Re-imagining Land – Living on Abandoned Land: Environment and Depopulation on the Azores
April 14 @ 12:00 pm – 1:00 pm EDT

Join the EDC and Tim Burger for a discussion about living on abandoned land!
Residents of the Azores, a Portuguese archipelago in the North Atlantic, grapple with rapid demographic decline which has halved the population of several islands. My talk suggests that people understand their crisis primarily as an environmental one. With thick brushwood enclosing upon their formerly tidy and productive fields, they live out their consciousness of abandonment by engaging with agrarian land that is known to lie in ruins. Land, then, is the central frame mediating abandonment.

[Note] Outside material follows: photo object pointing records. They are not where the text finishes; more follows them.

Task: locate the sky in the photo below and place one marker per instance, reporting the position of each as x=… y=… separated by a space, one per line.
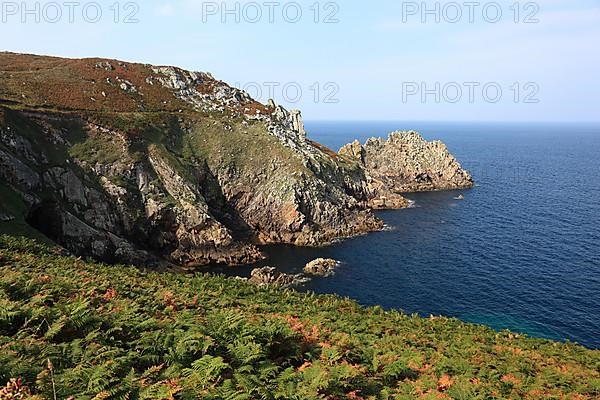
x=348 y=60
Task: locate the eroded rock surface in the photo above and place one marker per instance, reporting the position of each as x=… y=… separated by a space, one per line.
x=404 y=163
x=270 y=276
x=321 y=267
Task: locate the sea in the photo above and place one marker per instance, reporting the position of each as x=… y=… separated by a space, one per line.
x=521 y=251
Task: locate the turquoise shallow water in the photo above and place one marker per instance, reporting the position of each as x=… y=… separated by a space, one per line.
x=522 y=251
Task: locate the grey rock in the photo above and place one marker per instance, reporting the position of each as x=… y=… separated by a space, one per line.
x=321 y=267
x=270 y=276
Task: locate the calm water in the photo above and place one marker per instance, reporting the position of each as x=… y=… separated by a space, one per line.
x=522 y=251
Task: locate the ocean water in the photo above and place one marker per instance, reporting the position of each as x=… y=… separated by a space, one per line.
x=520 y=252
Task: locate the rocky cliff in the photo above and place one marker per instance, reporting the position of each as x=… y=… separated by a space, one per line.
x=404 y=163
x=135 y=163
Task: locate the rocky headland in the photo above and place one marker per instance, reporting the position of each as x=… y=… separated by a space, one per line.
x=141 y=164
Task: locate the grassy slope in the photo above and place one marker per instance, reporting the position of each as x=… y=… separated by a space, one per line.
x=116 y=332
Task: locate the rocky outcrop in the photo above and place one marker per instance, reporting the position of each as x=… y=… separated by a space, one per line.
x=321 y=267
x=405 y=163
x=270 y=276
x=138 y=164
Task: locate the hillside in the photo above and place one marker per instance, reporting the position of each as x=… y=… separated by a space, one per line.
x=72 y=328
x=144 y=164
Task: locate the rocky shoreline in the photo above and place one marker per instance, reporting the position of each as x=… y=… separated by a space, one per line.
x=140 y=164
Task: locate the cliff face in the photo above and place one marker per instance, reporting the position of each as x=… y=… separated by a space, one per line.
x=404 y=163
x=133 y=163
x=136 y=163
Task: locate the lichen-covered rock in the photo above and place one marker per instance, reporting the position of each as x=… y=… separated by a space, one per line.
x=270 y=276
x=174 y=165
x=404 y=163
x=321 y=267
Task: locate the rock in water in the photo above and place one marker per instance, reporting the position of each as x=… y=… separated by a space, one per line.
x=168 y=164
x=321 y=267
x=270 y=276
x=405 y=163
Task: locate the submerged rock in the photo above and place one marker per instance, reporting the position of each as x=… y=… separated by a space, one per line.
x=321 y=267
x=270 y=276
x=182 y=167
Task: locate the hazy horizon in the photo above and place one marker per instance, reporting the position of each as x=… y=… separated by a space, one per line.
x=390 y=60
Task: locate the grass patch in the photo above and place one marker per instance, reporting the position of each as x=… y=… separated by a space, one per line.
x=118 y=332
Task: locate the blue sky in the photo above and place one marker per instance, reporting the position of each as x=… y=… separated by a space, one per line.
x=372 y=64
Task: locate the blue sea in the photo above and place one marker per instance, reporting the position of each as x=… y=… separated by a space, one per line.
x=520 y=252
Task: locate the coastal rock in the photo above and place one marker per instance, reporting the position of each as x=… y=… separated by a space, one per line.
x=405 y=163
x=6 y=217
x=177 y=165
x=270 y=276
x=321 y=267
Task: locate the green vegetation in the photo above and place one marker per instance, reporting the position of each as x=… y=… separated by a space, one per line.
x=75 y=328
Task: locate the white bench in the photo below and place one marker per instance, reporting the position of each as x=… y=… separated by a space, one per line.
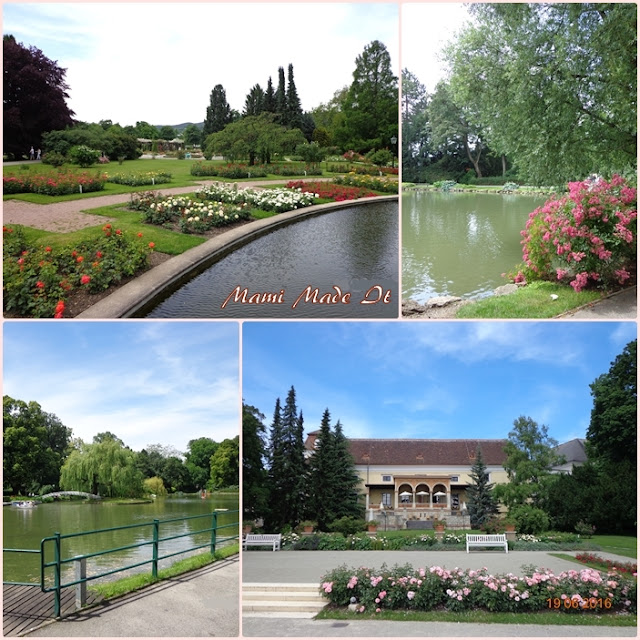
x=262 y=540
x=487 y=540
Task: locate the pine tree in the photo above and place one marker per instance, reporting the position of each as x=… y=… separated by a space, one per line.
x=346 y=478
x=218 y=112
x=254 y=103
x=270 y=98
x=293 y=111
x=481 y=503
x=281 y=97
x=254 y=475
x=287 y=470
x=322 y=476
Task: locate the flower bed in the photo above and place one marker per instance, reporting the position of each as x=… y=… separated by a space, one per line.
x=587 y=236
x=406 y=588
x=278 y=200
x=54 y=184
x=385 y=185
x=188 y=215
x=140 y=179
x=38 y=280
x=331 y=191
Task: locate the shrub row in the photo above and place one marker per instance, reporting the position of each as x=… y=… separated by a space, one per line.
x=331 y=191
x=585 y=237
x=406 y=588
x=191 y=216
x=38 y=280
x=385 y=185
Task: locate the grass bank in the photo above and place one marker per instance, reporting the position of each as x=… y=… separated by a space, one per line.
x=536 y=300
x=553 y=618
x=133 y=583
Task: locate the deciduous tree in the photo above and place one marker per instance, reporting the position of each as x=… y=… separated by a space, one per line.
x=612 y=435
x=34 y=97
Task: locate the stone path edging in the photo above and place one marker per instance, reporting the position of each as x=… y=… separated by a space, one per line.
x=133 y=296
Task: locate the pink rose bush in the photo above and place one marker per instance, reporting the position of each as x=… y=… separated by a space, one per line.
x=406 y=588
x=585 y=237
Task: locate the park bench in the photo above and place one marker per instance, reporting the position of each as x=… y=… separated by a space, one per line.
x=262 y=540
x=487 y=540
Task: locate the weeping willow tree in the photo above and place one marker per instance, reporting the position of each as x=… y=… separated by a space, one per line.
x=105 y=468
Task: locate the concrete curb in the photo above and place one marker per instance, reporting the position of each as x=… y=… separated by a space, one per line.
x=136 y=296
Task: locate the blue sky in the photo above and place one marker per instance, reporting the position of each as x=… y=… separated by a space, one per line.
x=159 y=61
x=426 y=29
x=147 y=382
x=432 y=379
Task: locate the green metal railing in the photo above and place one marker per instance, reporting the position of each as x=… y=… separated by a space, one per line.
x=53 y=544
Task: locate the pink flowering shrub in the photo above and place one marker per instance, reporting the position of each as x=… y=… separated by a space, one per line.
x=406 y=588
x=585 y=237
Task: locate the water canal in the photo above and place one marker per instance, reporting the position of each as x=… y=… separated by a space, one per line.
x=460 y=243
x=25 y=528
x=351 y=249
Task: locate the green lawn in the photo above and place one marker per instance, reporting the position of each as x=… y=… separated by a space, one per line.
x=532 y=301
x=621 y=545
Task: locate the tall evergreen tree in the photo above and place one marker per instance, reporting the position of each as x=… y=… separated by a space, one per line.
x=293 y=115
x=481 y=502
x=281 y=97
x=322 y=475
x=254 y=474
x=287 y=471
x=371 y=105
x=218 y=112
x=347 y=480
x=254 y=102
x=270 y=97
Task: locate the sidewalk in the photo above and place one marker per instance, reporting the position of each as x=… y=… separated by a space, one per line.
x=622 y=305
x=310 y=566
x=201 y=603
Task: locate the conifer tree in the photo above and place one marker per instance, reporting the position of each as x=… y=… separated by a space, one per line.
x=281 y=97
x=293 y=117
x=322 y=475
x=218 y=112
x=270 y=98
x=287 y=472
x=481 y=502
x=254 y=102
x=346 y=478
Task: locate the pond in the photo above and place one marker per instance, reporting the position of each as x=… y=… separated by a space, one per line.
x=25 y=528
x=302 y=270
x=460 y=244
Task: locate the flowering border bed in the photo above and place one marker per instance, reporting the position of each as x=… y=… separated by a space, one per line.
x=406 y=588
x=331 y=191
x=38 y=280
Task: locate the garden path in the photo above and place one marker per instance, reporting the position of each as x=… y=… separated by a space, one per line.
x=64 y=217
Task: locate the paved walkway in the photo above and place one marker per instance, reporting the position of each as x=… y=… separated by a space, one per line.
x=201 y=603
x=619 y=306
x=310 y=566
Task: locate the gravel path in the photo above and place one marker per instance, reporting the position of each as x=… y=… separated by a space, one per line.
x=63 y=217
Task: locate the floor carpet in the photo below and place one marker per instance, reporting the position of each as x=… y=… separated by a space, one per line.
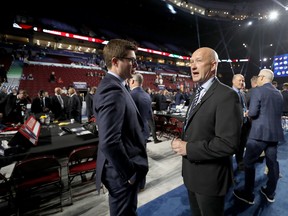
x=175 y=202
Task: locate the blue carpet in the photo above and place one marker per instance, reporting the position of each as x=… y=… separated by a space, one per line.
x=175 y=202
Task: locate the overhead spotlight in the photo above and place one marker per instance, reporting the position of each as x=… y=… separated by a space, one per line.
x=273 y=15
x=171 y=9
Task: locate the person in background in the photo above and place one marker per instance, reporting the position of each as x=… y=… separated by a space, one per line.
x=89 y=102
x=144 y=104
x=74 y=105
x=52 y=77
x=151 y=121
x=122 y=161
x=253 y=82
x=237 y=85
x=265 y=111
x=30 y=77
x=285 y=99
x=37 y=104
x=15 y=107
x=58 y=105
x=211 y=135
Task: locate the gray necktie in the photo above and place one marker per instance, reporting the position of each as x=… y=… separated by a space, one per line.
x=193 y=104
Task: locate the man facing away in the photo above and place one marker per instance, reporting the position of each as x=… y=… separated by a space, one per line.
x=210 y=137
x=122 y=161
x=265 y=111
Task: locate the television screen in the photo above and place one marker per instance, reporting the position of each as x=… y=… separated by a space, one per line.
x=280 y=65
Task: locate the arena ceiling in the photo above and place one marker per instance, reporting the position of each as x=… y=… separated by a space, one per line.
x=151 y=23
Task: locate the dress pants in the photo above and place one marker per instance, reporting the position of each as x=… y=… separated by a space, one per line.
x=151 y=123
x=204 y=205
x=254 y=148
x=122 y=195
x=243 y=140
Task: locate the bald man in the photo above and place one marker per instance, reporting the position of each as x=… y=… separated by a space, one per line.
x=210 y=137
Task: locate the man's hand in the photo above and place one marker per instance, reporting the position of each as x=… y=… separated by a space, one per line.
x=179 y=146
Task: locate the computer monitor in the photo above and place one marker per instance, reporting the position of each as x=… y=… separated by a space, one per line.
x=280 y=65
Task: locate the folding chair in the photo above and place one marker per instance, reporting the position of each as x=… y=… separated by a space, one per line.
x=6 y=194
x=81 y=161
x=36 y=181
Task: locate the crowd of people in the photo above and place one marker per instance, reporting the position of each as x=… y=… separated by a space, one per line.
x=63 y=105
x=221 y=121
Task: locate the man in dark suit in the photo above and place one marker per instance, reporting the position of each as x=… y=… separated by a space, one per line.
x=210 y=137
x=74 y=105
x=57 y=105
x=15 y=106
x=265 y=110
x=122 y=159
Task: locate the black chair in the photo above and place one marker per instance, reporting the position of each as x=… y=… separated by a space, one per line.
x=36 y=182
x=81 y=161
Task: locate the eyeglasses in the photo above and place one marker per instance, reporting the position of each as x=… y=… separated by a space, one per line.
x=132 y=60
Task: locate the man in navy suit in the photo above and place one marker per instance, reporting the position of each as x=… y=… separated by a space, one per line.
x=265 y=110
x=210 y=137
x=122 y=159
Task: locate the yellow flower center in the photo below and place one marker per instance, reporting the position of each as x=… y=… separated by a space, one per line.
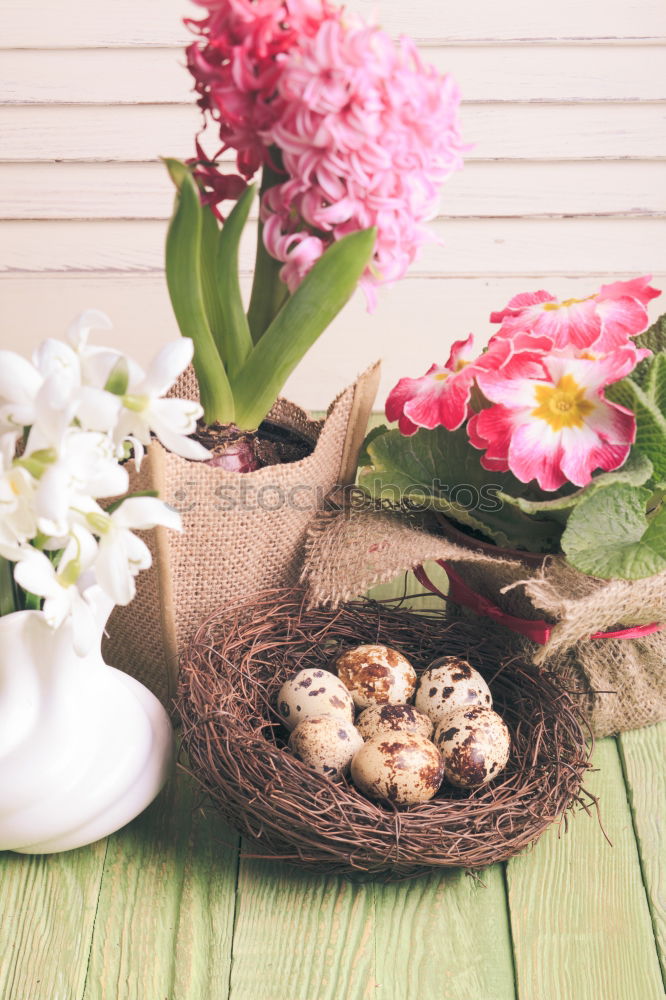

More specifically, I trace a set of relations, ideas and actions associated with land that is said to be already ‘lost’. Lost land or terra perdida, the local shorthand for everything that is going wrong with farming, denotes fields that have become overgrown and thus at once unproductive and aesthetically unpleasing. Yet lost land is also the site where islanders can take a concrete effect on abandonment’s manifestation. As they encounter depopulation as a disorienting loss of familiarity with their environment and historical positionality, not forsaking land but keeping it under strenuous cultivation becomes an imperative informing conviviality, economy, and historicity.
Tim Burger is an Incoming Postdoctoral Fellow at the Institute of Social Anthropology at the Austrian Academy of Sciences in Vienna. He completed his doctoral thesis at the University of Cambridge in 2024 and has published on human-animal relations, historicity and money in journals such as Social Analysis, American Ethnologist (in press), and Sociologus. He also coedited collections on ethnographic methodology (2024), on feminist approaches to the study of capitalism (2023), and on the role of literature in the ethnographic imagination (2024).
This event continues the EDC’s 2024-25 itinerary for “Reimagining Land,” which explores ecology, history, and contemporary place-making efforts through experiential and virtual events.